端末販売で大打撃を受けたKDDI 低価格5GスマホとiPhoneが突破口に?:石野純也のMobile Eye(2/2 ページ)
KDDIの通信事業は、コロナ禍の中でも需要が増していることもあり、業績自体は堅調だった。一方で端末販売は大打撃を受けた。電気通信事業法の改正も影響を及ぼした。特に第1四半期は5Gの立ち上げ直後で、インフラの移行計画にも影響を与えかねない。
徐々に戻る販売状況、低価格モデルとiPhoneで秋から再始動
一方で、緊急事態宣言が終わり、auショップの活動も再開している。第2四半期の7月以降は、「だいぶ販売状況が戻ってきた」(同)という。8月5日には、約6万円と価格の安いZTEの「ZTE a1」が発売を控えており、Xiaomiの「Mi 10 Lite 5G」も夏に販売を開始する予定だ。価格を抑えたミドルレンジモデルが、販売にはプラスになる可能性もある。
高橋氏は、「最初の5G端末は高いので、もう少し単価の安い端末をラインアップにしっかり入れていくことをやらなければいけない」と語り、価格を抑えた端末を強化していくことを示唆する。
コロナ禍の影響を受け、出足が鈍かったKDDIの5Gだが、エリアについては、順調に広がっているようだ。高橋氏は「端末販売についてはコロナの影響もあって厳しいが、基地局の建設工事は順調に進んでいる」と自信をのぞかせた。年度末の2021年3月末には約1万局に基地局を拡大。2022年3月末には、5万局と一気に数を5倍に増やす計画だ。
KDDIは5Gを開始した3月時点で、2021年3月末に1万局、2022年3月末に2万局超の基地局開設計画を発表していたが、大きく上方修正した格好だ。基地局数を大幅に増やせるのは、地方でのインフラシェアリングや既存周波数帯の転用を活用するため。KDDIはソフトバンクと共同で、5G JAPANを設立しており、地方での基地局設備を相互利用する計画。「ソフトバンクとの5G JAPANもすこぶる順調で、地方を中心に対象局も見えてきたので、これから工事を進めていく」(同)という。

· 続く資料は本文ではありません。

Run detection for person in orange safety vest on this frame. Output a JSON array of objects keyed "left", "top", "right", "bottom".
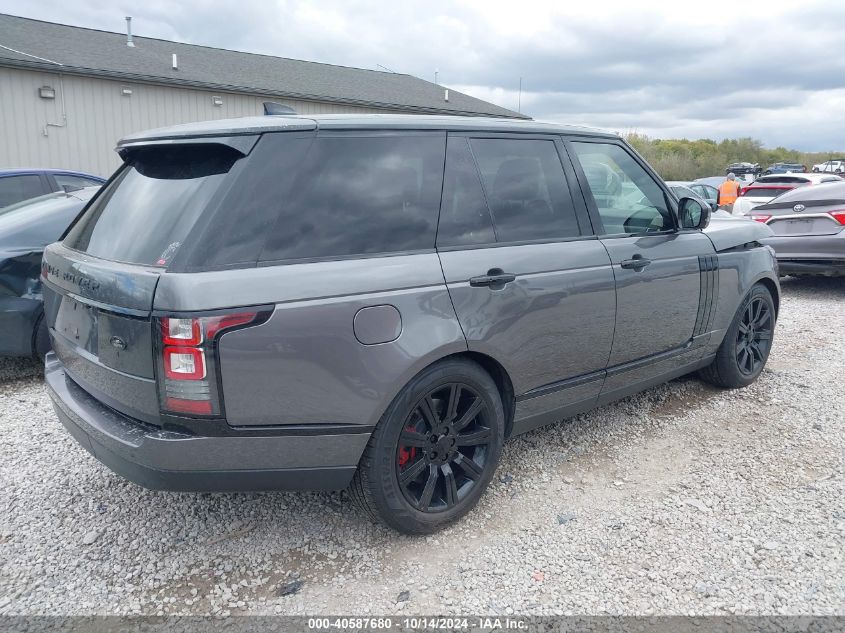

これに、既存周波数帯の転用を加えて加速していく」(同)というのがKDDIの方針だ。
こうした状況を踏まえ、「再出発を秋からできるよう、着々と準備を進めている」(同)。秋以降には、5G対応のiPhoneも発売するとウワサされており、端末ラインアップはさらに厚くなる。高橋氏は「iPhoneが対応するかどうかは臆測の域を出ていないが、そうなった場合、かなり力を入れていかなければならない」と決意を語った。